Is snow accumulating on your property? If so, it’s time to get out there and start shoveling.
Allowing snow to pile up on or around your home can cause an array of problems. These might include a deck warping and splintering due to melting snow, potential roof damage due to water leaking under shingles or, worse, a collapsed roof. And, of course, there are slip-and-fall safety concerns associated with ice buildup under accumulating snow drifts.
Breaking out the snow shovel may seem like the natural solution to these types of problems. However, shoveling can cause damage to your property. Here are six things to consider before you get too far into the next snow-shoveling session.
Six areas of your property that can be damaged by snow-shoveling
Winter can wreak havoc on a deck and, as a homeowner, you may be concerned with issues such as popped nails, graying due to lack of proper sealant, or rotting boards. However, getting out the shovel may not be the best solution for preventing these.
Shoveling snow may actually damage your deck by leaving gouges or scrapes that, come spring, end up costing money to repair. Wood is also particularly vulnerable to damage from shoveling when it’s been softened by melting snow.
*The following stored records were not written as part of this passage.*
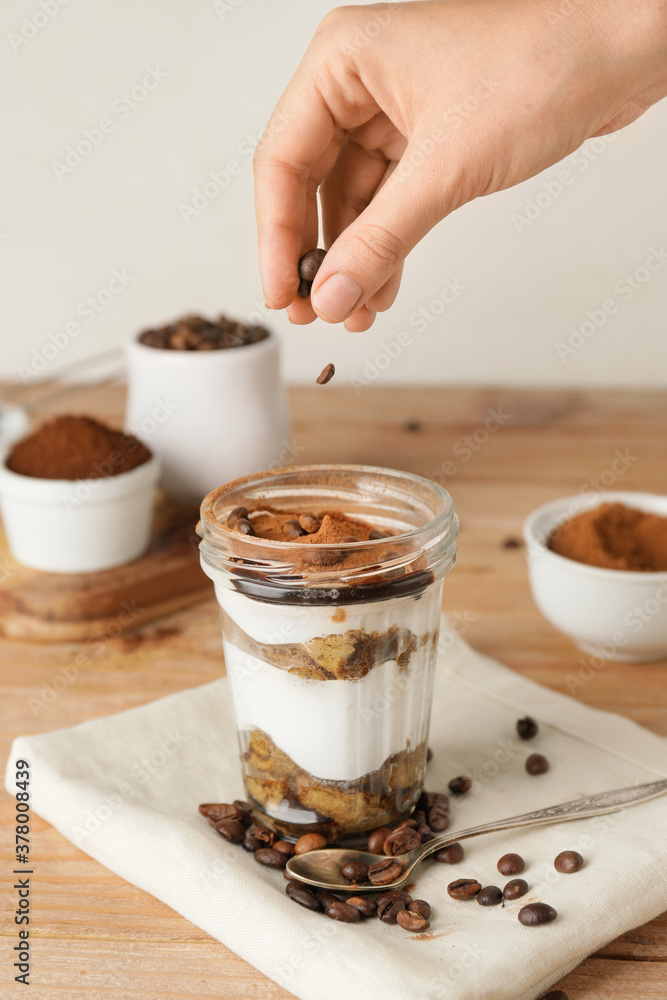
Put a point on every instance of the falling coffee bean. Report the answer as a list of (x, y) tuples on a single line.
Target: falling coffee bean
[(376, 839), (515, 889), (310, 842), (355, 871), (527, 728), (401, 841), (272, 859), (385, 871), (537, 764), (511, 864), (310, 263), (460, 785), (411, 921), (464, 888), (537, 913), (366, 906), (302, 895), (450, 855), (343, 911), (309, 523), (568, 862), (490, 895)]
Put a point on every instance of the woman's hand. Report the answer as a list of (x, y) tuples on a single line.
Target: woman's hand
[(400, 113)]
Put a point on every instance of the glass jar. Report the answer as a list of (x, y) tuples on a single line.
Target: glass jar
[(330, 649)]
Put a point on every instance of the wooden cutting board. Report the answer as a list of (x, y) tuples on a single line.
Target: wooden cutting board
[(75, 607)]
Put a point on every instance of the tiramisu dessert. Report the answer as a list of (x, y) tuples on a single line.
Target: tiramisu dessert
[(329, 581)]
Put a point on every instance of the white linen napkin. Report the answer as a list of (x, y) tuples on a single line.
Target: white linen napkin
[(126, 790)]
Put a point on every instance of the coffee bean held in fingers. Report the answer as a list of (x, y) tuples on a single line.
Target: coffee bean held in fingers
[(310, 263), (515, 889), (490, 895), (527, 728), (464, 888), (568, 862), (511, 864), (537, 913), (537, 764), (450, 855)]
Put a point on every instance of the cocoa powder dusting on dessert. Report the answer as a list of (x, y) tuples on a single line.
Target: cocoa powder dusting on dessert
[(614, 536), (76, 447)]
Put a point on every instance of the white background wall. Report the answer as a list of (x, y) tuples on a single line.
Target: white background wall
[(527, 284)]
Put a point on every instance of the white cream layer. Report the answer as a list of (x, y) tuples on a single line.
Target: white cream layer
[(334, 729)]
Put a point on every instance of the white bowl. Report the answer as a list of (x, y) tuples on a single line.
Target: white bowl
[(210, 416), (614, 614), (81, 525)]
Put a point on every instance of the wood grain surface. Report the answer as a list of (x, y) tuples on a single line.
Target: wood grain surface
[(95, 937)]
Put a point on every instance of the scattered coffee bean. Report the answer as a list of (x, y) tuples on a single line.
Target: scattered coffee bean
[(309, 523), (490, 895), (537, 913), (385, 871), (568, 862), (231, 830), (537, 764), (284, 847), (377, 838), (310, 263), (401, 841), (438, 819), (310, 842), (272, 859), (450, 855), (527, 728), (292, 529), (460, 785), (343, 911), (265, 837), (244, 526), (325, 898), (326, 374), (236, 513), (303, 896), (355, 871), (419, 906), (410, 921), (391, 895), (511, 864), (388, 909), (515, 889), (464, 888), (366, 906)]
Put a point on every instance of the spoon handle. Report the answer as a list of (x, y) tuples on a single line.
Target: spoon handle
[(589, 805)]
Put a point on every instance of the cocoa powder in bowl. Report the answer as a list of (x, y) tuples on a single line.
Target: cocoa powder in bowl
[(614, 536), (76, 447)]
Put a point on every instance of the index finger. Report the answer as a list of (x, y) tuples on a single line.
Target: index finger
[(298, 138)]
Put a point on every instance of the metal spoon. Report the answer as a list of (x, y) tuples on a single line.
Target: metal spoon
[(322, 868)]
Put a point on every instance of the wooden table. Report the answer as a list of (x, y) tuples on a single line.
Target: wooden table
[(93, 935)]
Driveways are the most common priority for shoveling when the snow begins to fall. But shoveling your driveway with any kind of force and a metal shovel (the type most commonly used) can scratch the surface of an asphalt or concrete driveway. With each additional snowfall and shoveling session, your driveway surface can potentially become more and more damaged, both in integrity and appearance.
According to the City of Boston, one cubic foot of dry snow weighs about seven pounds while wet snow can weigh anywhere between 12 and 18 pounds. The majority of roofs are made to withstand this added weight, however, the risk of structural damage still remains, particularly with large, flat roofs.
While it may seem like a good idea to avoid the massive headache a collapsed roof could cause, getting up there and shoveling could cause serious damage to shingles or other roofing materials. A better alternative is to “shave” the snow down to a couple of inches and then use a snow rake to remove snow and ice from the eaves and as far up the roof as you can reach with the rake.
Snow accumulation on the lawn is inevitable during the snow season. But, letting it pile up can stress the grass hidden beneath and could result in a fungal infection. Keeping your landscape free from excessive snow piles will give it a better chance of flourishing once spring returns.
However as with shoveling the driveway, shoveling snow around your property can become a “brute force” activity. It’s easy to accidentally remove chunks of sod or damage plants while you’re focused on the task of keeping snow drifts under control.
When it comes to safe and easy access to your home during the winter months, walkways must remain clear of snow and ice. However, like driveways, walkways can become cracked, scraped or gouged as a result of shoveling—even those made of brick, pavers or decorative stamped concrete.
Irrigation and Wiring
Lastly, many homeowners make their spring and summer watering easier by using drip irrigation, which places drip pipes on or below the surface of the soil. Likewise, wiring for lighting around decks, patios, and yards is buried but over time can move closer to the ground surface. When your property is blanketed in snow it’s often difficult to remember exactly where everything is.
It doesn’t take much force with the blade of a snow shovel to sever irrigation lines or wiring. In a few short seconds, an entirely new spring project can be created by a misplaced shovel blade or by accidentally shoveling too deeply.
Alternatives to Shoveling
There are alternatives to shoveling snow, thus avoiding potential damage to your home and property. Some of these include:
- Chemical de-icers and salt
- Snow blowers
- Hiring professional snow removal services
- Heated driveways
- Heated snow melting mats
Whether it’s shoveling or one of the alternative approaches to snow and ice removal, it’s important to choose the method that’s right for you. Your home, property, and wallet will thank you.